In the Bronx, at the Institute for Aging Research at Albert Einstein College of Medicine, director Nir Barzilai was working to raise $50 million for an FDA trial he felt could slow aging in one fell swoop, using a drug called metformin. It had been around since the 1950s, and was used to lower insulin resistance in people with diabetes. It turns out that the drug has effects similar to Kenyon’s mutated Daf-2 gene. It reduces insulin resistance, and also lowers cancer rates, oxidative stress, and maybe even Alzheimer’s in animals and patients treated for type 2 diabetes.

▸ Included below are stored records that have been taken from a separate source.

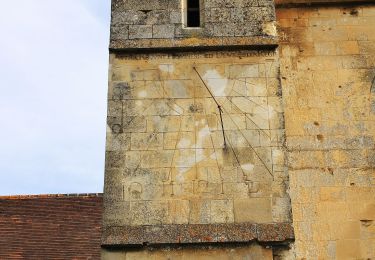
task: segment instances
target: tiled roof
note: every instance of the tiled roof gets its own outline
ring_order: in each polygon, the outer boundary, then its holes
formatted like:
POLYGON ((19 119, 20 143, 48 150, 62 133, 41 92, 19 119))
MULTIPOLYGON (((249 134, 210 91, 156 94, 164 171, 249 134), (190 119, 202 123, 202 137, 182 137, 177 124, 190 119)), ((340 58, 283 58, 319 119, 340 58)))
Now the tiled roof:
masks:
POLYGON ((100 259, 102 194, 0 197, 0 259, 100 259))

In general, tweaking genes that lower insulin resistance seems to fake the body into believing it is living in a world where food is scarce. From an evolutionary viewpoint, the genetic processes within the species say, “Okay, listen up! We need to focus on finding food and staying alive, so let’s slow the aging process until the situation improves. Later, once we have more food and are sure we can live well enough again to create new offspring, we can do our job, have some babies, and get on with dying.” Or put another way, starvation had the effect of slowing aging.
Neither animals nor DNA actually “think” this way, but that was more or less what seemed to happen on a molecular level, and precisely what Daf-2 seemed to do. These master switches shifted the creatures’ evolutionary clocks to ensure the species survived long enough to improve their chances of making more offspring later. The question was: Could scientists perform the same wonders for Homo sapiens?